Thierry Barot : «Nous voulons créer de l’intérêt en Chine !»

Manager général de China Team, Thierry Barot, 53 ans, tente de mettre sur pied le deuxième défi chinois de l’histoire de la Coupe de l’America. Pas simple. Même dans un pays à plus de 15% de croissance par an.
  • Publié le : 19/12/2011 - 00:02

Thierry Barot, China TeamA 53 ans, Thierry Barot, longtemps équipier sur les Class America, est désormais le nouveau patron de China Team. Photo @ Gilles Martin-Raget 34e America"s Cupvoilesetvoiliers.com : Thierry, quel est ton rôle au sein de China Team ?
Thierry Barot : Depuis maintenant un an, à la demande de Monsieur Wang Chaoyong, qui était déjà le patron de China Team en 2007, j’ai pris la position de manager général, CEO pour les Anglo-Saxons. Donc, je suis directeur de l’équipe. Mon rôle depuis le début a été de créé deux structures. Une marketing et l’autre technique. La première s’occupe de présenter notre projet, de contacter les sponsors et de réunir les fonds pour pouvoir participer à la 34e Coupe de l’America (San Francisco 2013, ndlr). La partie technique s’occupe de toutes les études sur l’AC72, d’organiser toute la base qu’on avait à San Diego, de l’AC45, de réunir l’équipe sportive et de s’occuper du management de l’équipe sportive jour après jour.

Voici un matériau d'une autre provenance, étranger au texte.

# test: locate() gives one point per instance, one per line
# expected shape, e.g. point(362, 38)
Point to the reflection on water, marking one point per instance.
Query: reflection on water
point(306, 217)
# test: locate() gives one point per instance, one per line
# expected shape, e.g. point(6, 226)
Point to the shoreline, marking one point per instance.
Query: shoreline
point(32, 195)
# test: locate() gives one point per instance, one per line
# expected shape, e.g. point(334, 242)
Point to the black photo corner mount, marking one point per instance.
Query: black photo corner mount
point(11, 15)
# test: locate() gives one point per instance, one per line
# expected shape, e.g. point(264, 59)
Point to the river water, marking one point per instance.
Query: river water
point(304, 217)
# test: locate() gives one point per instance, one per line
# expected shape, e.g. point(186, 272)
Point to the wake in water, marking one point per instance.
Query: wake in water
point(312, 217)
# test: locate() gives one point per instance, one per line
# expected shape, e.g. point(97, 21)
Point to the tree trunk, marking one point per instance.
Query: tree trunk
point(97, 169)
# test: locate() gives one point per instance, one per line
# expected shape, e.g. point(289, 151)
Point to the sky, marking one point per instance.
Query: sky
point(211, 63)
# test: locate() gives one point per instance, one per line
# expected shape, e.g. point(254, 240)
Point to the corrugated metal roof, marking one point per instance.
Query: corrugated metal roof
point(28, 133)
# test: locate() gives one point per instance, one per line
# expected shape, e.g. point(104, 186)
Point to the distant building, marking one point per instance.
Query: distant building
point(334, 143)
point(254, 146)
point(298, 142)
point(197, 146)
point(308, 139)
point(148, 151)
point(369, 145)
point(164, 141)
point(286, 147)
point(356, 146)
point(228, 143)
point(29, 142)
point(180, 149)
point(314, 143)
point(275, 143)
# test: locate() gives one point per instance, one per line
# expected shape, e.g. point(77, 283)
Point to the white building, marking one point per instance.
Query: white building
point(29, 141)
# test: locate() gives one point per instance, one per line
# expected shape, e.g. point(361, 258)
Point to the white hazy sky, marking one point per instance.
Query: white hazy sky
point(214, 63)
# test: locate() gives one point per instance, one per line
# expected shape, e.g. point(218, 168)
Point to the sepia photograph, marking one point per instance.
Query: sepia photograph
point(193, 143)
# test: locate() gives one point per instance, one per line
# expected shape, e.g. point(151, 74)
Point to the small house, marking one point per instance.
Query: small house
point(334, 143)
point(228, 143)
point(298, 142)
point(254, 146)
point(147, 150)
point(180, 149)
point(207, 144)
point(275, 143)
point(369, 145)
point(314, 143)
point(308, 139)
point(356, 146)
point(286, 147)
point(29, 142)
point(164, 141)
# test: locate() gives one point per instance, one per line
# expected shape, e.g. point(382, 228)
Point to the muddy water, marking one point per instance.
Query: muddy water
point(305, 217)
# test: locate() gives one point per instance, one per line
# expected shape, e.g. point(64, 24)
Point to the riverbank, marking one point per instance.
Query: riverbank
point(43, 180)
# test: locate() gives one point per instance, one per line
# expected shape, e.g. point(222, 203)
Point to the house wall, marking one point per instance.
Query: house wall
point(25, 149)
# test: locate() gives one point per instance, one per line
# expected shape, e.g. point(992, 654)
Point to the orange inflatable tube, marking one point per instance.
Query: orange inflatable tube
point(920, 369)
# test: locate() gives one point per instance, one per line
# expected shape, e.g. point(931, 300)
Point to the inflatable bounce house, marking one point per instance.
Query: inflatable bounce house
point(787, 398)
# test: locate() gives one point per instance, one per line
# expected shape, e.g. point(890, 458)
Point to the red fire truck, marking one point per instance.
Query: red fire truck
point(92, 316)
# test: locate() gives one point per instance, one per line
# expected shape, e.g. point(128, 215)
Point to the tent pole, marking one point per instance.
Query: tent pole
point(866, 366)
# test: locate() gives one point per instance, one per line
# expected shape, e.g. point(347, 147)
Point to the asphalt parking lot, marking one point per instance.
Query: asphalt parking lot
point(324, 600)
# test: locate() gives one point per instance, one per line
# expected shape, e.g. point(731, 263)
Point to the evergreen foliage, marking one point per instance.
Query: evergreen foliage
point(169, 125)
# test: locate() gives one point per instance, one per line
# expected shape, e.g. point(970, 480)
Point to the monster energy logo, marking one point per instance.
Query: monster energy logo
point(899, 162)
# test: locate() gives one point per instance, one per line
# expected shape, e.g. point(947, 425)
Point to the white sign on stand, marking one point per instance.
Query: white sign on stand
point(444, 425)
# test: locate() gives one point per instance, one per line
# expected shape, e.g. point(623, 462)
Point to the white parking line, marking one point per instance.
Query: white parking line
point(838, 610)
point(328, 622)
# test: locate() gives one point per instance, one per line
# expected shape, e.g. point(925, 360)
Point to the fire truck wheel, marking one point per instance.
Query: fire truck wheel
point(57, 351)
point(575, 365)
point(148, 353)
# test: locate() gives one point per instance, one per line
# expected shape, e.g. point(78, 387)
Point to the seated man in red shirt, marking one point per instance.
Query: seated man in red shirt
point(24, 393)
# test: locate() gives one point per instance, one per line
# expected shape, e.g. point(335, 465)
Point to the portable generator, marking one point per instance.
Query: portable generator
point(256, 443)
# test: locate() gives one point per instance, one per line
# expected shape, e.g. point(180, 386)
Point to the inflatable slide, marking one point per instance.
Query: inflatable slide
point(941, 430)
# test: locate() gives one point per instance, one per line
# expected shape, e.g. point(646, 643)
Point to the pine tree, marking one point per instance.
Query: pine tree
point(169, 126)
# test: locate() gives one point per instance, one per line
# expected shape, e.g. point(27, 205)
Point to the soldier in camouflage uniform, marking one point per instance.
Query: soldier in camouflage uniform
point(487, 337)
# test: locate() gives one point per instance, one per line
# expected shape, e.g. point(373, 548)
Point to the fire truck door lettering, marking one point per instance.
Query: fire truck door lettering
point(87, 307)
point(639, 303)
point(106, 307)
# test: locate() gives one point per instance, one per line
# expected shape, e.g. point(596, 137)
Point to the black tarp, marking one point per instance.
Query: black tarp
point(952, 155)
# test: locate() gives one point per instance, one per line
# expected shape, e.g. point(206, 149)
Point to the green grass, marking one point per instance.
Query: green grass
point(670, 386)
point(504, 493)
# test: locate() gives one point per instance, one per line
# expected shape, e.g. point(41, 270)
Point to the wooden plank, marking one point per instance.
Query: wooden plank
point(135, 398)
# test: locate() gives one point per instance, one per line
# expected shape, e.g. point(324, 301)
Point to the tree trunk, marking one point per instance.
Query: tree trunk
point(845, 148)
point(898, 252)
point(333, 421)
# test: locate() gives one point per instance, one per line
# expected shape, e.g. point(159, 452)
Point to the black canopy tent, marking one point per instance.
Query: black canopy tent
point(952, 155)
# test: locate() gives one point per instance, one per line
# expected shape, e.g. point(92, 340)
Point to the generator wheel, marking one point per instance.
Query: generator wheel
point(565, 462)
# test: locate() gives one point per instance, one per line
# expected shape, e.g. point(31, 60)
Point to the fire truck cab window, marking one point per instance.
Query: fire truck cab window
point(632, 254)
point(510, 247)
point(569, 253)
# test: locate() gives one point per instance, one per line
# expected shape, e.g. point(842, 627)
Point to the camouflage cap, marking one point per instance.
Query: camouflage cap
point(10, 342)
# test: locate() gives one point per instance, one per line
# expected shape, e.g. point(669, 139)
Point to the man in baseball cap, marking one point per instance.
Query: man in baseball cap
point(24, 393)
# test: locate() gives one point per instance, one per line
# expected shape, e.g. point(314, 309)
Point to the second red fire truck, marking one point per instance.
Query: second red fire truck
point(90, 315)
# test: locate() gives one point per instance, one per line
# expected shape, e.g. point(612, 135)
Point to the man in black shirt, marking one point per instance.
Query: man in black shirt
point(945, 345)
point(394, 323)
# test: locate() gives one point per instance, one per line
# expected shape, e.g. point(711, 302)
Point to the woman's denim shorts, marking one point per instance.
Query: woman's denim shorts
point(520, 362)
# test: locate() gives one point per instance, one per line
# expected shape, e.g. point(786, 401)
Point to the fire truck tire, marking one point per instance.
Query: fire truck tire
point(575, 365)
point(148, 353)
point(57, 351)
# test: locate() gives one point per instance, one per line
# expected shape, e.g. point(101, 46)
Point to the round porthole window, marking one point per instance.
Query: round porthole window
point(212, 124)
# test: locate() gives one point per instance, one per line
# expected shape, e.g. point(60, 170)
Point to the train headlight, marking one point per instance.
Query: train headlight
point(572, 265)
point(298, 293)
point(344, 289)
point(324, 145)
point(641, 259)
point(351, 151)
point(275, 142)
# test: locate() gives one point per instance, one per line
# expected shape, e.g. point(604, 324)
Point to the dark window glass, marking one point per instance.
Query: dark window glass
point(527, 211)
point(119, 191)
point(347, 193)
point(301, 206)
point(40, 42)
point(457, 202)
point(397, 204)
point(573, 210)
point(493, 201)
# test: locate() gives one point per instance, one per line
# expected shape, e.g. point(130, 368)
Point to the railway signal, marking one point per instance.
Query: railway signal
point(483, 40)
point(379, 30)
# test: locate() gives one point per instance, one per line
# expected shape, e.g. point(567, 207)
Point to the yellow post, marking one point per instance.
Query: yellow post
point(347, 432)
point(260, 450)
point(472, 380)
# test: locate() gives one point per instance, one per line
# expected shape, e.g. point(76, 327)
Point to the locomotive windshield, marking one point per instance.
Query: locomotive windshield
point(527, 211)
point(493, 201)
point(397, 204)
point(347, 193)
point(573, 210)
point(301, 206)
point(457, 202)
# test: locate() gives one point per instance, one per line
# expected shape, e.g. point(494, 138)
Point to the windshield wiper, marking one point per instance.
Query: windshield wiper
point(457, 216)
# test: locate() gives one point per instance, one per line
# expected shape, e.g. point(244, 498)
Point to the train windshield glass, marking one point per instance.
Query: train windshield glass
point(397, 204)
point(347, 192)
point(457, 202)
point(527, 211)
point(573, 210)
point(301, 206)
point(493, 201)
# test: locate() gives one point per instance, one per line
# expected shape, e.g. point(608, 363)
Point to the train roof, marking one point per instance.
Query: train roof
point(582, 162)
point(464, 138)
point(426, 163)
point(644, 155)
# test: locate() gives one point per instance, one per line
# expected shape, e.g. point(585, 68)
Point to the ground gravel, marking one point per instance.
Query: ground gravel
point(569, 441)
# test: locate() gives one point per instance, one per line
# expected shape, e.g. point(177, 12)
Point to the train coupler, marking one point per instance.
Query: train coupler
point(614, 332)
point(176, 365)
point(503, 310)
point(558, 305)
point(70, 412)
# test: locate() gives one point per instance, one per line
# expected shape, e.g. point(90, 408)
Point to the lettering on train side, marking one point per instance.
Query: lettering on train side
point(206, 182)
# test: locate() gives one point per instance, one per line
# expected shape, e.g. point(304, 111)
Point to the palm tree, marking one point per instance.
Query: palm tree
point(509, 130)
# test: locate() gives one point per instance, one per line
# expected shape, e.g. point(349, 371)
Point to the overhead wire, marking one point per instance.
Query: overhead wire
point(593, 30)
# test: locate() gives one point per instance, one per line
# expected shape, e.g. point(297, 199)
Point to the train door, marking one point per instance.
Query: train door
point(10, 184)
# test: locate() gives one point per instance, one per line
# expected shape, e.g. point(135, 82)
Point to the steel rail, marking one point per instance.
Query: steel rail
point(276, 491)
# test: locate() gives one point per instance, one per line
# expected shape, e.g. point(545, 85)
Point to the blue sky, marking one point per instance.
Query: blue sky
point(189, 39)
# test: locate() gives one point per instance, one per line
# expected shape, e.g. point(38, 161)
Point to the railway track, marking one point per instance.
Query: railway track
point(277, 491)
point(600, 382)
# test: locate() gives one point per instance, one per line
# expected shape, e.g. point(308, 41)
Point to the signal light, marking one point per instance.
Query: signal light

vetv.com : Où en est justement China Team dans sa campagne pour la 34e Coupe ?
T.B. : Suite aux différentes choses qui se sont passées cette année et à la conjoncture économique globale, extérieure à la Coupe de l’America, il nous a fallu être très vite réaliste.
Aujourd’hui, tout est prêt. Nous avons un chantier en stand-by, les pré-commandes de carbones sont faites. Les questions sont de savoir si on part sur un budget minimum, soit 43 millions d’euros. Cela comprend les deux saisons d’entraînement en AC45 et la construction de l’AC72 avec deux ailes.

vetv.com : Depuis combien de temps habites-tu en Chine ?
T.B. : Je suis venu pour la première fois en 1993. Je me suis ensuite installé à Hong Kong en 1997. J’ai fait quelques allers-retours pour suivre différents projets de voile internationaux, comme Club Med et la Volvo Ocean Race avec Grant Dalton. J’ai démarré sur la première campagne de China Team en 2004. Au total, cela fait un peu plus de quinze ans que j’habite en Chine.

vetv.com : Tu parles chinois ?
T.B. : Euh, non ! Pas encore. Ça vient. Il me faudrait avoir un peu plus de temps en dehors de mon travail pour reprendre des cours. Le chinois est un langage qui comprend environ 800 signes. On dit qu’il faut maîtriser 400 signes pour arriver à lire, écrire et communiquer. C’est une question de temps.

AC45 de China TeamL'AC45 de China Team lors d"un run de vitesse sur 500 mètres dans la baie de San Diego.Photo @ Gilles Martin-Raget 34e America"s Cupvetv.com : Aujourd’hui, vous n’avez donc toujours pas le financement pour disputer la prochaine Coupe de l’America. A ce stade, alors que nous sommes déjà fin 2011, est-on obligé de prendre le package architectural proposé par les organisateurs ? (les Français ont annoncé qu’ils choisiraient cette solution s’ils trouvent le budget)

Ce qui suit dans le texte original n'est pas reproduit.